LAUSR

Abstract Oxide-ion conductors play a significant role in various applications such as solid oxide fuel cells (SOFCs), oxygen separation membranes and sensors. Recently, high ionic conductivity (~ 1 × 10− 4 S cm− 1 at 600 °C) was found in sodium bismuth titanate (NBT), which originates from oxygen vacancies compensating the introduced Bi-deficiency. By providing pathways with low diffusion barriers, the highly polarizable Bi3 + ions with 6s2 lone pair electrons and weak Bi O bonds are also beneficial for the migration of oxygen ions. Here we report the influence of lithium doping on the electrical properties of NBT. The optimal doping level of 4 at% Li on the Bi-site improves the ionic conductivity by one order of magnitude to ~ 7 × 10− 3 S cm− 1 at 600 °C without changing the conduction mechanism, which could be attributed to an increase in the oxygen vacancy concentration based on an acceptor doping mechanism. A further increase in Li content does not improve the total conductivity. Oxygen diffusion data were acquired by the Isotope Exchange Depth Profile (IEDP) method in combination with Secondary Ion-Mass Spectrometry (SIMS). The oxygen self-diffusion coefficients (e.g. 7.04 × 10− 9 cm2 s− 1 at 600 °C) are in excellent agreement with the values derived from impedance spectroscopy data, suggesting that the oxygen ions are the main charge carriers in the system.
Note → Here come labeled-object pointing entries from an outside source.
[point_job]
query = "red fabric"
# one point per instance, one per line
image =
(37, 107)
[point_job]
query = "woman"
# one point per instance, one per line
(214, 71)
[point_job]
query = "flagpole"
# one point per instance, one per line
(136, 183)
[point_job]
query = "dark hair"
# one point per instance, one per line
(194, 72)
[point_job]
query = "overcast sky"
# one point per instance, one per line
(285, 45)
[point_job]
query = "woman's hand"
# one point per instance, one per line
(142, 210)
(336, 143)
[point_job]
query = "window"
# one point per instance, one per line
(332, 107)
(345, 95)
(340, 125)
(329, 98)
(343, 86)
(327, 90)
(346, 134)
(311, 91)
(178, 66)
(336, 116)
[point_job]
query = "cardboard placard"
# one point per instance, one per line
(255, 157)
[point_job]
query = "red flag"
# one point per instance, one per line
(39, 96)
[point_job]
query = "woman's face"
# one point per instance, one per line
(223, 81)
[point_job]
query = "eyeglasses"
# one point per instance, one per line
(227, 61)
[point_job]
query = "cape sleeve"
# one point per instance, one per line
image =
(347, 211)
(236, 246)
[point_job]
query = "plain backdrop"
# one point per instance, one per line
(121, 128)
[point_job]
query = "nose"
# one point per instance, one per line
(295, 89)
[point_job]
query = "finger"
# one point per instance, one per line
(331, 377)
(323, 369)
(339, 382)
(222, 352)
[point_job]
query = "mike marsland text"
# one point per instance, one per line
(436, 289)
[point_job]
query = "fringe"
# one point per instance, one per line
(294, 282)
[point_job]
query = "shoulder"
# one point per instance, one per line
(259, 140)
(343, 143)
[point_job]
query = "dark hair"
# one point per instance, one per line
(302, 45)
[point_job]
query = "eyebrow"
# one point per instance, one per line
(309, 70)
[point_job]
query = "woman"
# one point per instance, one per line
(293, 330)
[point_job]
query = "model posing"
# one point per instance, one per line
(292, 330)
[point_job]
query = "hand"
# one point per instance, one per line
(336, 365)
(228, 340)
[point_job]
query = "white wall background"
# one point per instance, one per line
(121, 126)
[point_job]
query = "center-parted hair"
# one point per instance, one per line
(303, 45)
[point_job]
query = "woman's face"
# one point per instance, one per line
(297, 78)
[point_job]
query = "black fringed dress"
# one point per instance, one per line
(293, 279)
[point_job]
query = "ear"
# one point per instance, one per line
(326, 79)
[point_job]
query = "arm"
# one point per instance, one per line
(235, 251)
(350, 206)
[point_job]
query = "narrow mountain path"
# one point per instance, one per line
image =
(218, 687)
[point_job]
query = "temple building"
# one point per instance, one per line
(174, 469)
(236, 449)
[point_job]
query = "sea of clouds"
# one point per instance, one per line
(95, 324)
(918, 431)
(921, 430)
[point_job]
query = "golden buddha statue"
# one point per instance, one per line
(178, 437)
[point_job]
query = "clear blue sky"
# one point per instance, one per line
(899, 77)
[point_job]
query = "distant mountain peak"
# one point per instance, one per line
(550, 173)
Furthermore, a degradation test was performed for 100 h under a variety of atmospheres, showing only a slight decrease in conductivity in both air and oxygen atmospheres attributed to the loss of material from the A-site. Comparison with other oxide-ion conductors indicates that Li-doped NBT materials are promising candidates for intermediate temperature SOFC applications.